À Banjul, le 8e Congrès de l’Aips Afrique a ouvert ses travaux sous le signe de l’unité. Responsables politiques, dirigeants sportifs et journalistes du continent ont fait du sport un langage commun, capable de dépasser les frontières, de créer de la valeur et de rapprocher les peuples africains.
Banjul, capitale africaine de la presse sportive
Le Sir Dawda Kairaba Jawara International Conference Center a servi de cadre à la cérémonie d’ouverture du 8e Congrès de l’Association internationale de la presse sportive (Aips) Afrique. À l’appel de Banjul, autorités étatiques, acteurs du sport et journalistes venus des quatre coins du continent se sont retrouvés autour d’une même conviction : le sport est aujourd’hui l’un des leviers les plus puissants de l’intégration africaine.
Le Sénégal plaide pour un sport sans frontières
Intervenant au nom du Sénégal, Khady Diène Gaye, ministre de la Jeunesse et des Sports, a rendu un hommage appuyé aux journalistes sportifs, décrits comme des « passeurs d’émotions » et des « bâtisseurs de sens ». Elle a rappelé que, en Afrique de l’Ouest, le sport transcende les langues et les frontières pour devenir un outil de diplomatie populaire. Portant la vision du président Bassirou Diomaye Faye, elle a insisté sur le rôle stratégique du sport dans la cohésion sociale, l’employabilité des jeunes et la coopération sous-régionale. La ministre a appelé à une mutualisation des infrastructures et à une mobilité accrue des acteurs sportifs, citant le stade Abdoulaye Wade et la Dakar Arena comme équipements de référence ouverts à la sous-région.

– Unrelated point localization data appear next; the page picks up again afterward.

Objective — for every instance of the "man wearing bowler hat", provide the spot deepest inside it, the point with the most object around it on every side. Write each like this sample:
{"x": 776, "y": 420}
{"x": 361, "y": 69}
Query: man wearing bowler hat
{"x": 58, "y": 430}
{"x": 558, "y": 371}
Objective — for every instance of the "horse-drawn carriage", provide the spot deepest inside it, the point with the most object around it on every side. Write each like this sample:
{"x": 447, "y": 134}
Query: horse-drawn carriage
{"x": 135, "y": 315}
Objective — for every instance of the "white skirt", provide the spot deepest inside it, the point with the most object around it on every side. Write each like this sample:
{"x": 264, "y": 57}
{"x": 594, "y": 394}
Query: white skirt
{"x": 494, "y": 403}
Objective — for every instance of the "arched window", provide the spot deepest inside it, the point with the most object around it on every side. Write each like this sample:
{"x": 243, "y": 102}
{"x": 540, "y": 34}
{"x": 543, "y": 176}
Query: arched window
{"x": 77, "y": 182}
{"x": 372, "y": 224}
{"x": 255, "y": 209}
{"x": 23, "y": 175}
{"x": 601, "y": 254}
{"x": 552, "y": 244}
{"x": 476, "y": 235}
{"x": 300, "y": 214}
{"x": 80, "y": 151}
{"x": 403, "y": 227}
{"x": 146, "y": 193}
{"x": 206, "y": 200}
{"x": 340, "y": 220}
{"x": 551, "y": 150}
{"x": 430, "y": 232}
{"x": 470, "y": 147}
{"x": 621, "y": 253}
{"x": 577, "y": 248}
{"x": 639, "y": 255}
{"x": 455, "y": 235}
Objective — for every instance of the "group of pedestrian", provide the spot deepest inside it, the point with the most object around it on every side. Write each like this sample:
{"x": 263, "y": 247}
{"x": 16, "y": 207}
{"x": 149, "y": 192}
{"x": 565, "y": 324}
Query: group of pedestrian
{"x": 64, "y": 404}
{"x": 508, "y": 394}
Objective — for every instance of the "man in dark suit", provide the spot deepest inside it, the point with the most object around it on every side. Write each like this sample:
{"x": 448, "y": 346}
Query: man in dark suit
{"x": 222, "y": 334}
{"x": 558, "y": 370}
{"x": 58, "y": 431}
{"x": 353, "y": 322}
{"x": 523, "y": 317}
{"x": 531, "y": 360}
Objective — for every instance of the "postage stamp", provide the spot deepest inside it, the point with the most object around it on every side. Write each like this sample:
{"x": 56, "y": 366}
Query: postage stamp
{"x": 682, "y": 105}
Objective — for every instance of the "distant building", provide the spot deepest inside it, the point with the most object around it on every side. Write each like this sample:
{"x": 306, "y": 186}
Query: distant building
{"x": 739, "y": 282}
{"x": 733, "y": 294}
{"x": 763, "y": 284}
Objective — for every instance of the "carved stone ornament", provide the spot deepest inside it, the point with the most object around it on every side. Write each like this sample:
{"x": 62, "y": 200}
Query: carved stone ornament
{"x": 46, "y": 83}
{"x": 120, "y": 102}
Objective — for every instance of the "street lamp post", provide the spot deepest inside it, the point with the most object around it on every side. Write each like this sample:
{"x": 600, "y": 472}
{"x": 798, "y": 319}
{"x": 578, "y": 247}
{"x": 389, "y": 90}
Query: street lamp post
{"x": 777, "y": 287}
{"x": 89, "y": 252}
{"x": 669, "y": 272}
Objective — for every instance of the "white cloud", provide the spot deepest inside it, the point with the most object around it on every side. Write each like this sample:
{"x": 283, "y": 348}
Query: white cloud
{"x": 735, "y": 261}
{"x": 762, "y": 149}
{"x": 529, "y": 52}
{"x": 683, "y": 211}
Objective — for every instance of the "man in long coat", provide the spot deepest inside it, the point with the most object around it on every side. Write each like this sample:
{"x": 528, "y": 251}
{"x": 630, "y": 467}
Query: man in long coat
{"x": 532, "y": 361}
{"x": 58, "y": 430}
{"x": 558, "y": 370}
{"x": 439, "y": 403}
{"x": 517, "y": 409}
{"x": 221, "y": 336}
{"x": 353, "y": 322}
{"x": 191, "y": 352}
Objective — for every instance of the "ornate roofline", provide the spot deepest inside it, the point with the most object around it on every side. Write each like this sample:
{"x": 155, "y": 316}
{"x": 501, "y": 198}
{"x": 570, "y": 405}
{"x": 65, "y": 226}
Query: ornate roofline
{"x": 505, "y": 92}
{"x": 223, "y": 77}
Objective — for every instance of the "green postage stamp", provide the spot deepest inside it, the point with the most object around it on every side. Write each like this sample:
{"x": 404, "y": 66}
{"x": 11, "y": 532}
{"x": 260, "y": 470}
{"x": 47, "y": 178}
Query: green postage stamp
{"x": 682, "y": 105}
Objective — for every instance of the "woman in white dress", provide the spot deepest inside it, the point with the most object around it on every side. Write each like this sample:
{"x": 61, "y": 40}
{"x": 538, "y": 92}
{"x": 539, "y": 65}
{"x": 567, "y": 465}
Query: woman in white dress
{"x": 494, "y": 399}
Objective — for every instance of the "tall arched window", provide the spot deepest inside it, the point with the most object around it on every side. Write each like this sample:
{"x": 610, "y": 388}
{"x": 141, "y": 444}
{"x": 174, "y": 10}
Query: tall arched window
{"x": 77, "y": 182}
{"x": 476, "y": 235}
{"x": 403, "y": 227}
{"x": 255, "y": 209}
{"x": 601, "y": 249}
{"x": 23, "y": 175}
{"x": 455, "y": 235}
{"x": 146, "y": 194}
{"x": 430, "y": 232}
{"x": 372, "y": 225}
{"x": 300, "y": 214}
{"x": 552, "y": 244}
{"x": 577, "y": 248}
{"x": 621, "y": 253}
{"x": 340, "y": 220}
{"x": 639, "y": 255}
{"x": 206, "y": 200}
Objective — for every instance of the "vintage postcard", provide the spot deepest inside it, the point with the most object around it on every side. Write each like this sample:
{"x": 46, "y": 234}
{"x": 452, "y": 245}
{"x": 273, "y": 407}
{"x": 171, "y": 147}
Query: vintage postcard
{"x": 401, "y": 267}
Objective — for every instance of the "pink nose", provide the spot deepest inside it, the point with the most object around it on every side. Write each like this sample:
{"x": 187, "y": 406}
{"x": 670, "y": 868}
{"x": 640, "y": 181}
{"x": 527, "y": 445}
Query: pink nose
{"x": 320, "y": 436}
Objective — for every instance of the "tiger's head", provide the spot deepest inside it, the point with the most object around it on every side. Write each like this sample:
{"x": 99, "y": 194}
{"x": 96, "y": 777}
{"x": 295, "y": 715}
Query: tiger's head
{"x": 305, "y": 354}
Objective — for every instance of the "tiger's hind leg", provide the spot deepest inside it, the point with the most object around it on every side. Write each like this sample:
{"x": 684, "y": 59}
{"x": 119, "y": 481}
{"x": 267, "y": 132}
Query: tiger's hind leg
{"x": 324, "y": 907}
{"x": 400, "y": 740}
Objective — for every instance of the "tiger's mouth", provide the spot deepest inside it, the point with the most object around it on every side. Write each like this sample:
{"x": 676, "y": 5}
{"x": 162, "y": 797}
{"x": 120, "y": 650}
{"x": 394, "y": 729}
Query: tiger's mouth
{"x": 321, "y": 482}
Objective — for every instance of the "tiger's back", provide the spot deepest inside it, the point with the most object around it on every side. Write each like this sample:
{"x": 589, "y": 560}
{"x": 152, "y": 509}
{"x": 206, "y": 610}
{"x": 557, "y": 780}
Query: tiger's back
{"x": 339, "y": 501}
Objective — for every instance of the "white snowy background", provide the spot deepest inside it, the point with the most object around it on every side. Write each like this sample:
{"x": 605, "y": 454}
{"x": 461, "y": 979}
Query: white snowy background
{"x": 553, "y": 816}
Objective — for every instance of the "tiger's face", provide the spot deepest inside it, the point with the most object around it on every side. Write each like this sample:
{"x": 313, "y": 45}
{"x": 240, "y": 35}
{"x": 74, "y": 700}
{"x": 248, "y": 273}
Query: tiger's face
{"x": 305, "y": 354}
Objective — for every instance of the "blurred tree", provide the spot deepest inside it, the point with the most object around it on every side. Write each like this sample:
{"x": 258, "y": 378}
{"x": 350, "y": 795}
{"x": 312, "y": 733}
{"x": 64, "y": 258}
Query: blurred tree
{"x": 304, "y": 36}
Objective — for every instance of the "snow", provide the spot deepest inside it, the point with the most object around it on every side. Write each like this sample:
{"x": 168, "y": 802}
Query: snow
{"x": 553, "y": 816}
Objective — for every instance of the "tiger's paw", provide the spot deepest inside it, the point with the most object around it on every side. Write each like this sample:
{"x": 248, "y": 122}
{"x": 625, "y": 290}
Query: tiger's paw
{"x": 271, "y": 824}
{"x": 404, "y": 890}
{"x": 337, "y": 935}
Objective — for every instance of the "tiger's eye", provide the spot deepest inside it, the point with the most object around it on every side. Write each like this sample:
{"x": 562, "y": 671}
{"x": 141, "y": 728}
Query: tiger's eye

Le sport, un poids économique encore sous-exploité
Pour le Ghana, la voix de Kofi Adams, ministre des Sports, a apporté un éclairage chiffré. Le sport pèserait 512 milliards de dollars, soit près de 2% du Pib africain. Un potentiel considérable, selon lui, qui nécessite une meilleure orientation des investissements vers les ligues locales et les infrastructures africaines. Il a également pointé les obstacles liés aux visas pour les sportifs et les journalistes, plaidant pour des solutions régionales sous l’égide de l’Union africaine. Le Maroc, le Rwanda et la Tanzanie ont été cités comme modèles de pays ayant fait du sport un véritable moteur de développement.
La Gambie entre sport de masse, presse libre et innovation
Au nom du pays hôte, le vice-président Muhammad B.S. Jallow a réaffirmé l’engagement de la Gambie en faveur du sport à la base et d’une presse libre et responsable. Il a évoqué les mutations du journalisme à l’ère du numérique et de l’intelligence artificielle, tout en insistant sur l’éthique et la promotion du sport féminin. Dans la même dynamique, le ministre gambien de la Jeunesse et des Sports, Bakary Badjie, a rappelé la responsabilité des journalistes dans la diffusion d’une information fiable et annoncé l’ambition d’accueillir le championnat ouest-africain de lutte en 2026.
L’Aips face au défi de la crédibilité
Président de l’Aips Monde, Gianni Merlo a salué l’engagement des journalistes africains et appelé à une coopération renforcée pour faire face à la désinformation. Il a souligné la dimension éducative du sport et du journalisme, essentiels pour créer des passerelles entre générations et préparer l’avenir de la jeunesse africaine.
Un congrès à portée stratégique pour l’Afrique
Le président de l’Aips Afrique, Abdoulaye Thiam, a insisté sur la dimension stratégique du congrès de Banjul, présenté comme un jalon majeur vers une presse sportive africaine plus crédible et responsable. Il a rappelé le rôle du sport dans la diplomatie, la cohésion sociale et la création d’emplois, exprimant l’espoir de voir un jour la Gambie accueillir un sommet mondial de l’Aips.
Façonner l’avenir du journalisme sportif africain
Pour Omar Jarju, président de l’Association des journalistes sportifs de Gambie (SJAG), ce congrès est historique. Plus qu’un débat sur le numérique ou l’intelligence artificielle, il s’agit, selon lui, de poser les bases de l’avenir du journalisme sportif africain.
Pendant trois jours, Banjul s’impose ainsi comme un laboratoire d’idées et de propositions concrètes, avec une ambition claire : faire du sport et de la presse sportive des piliers durables de l’intégration et du développement en Afrique.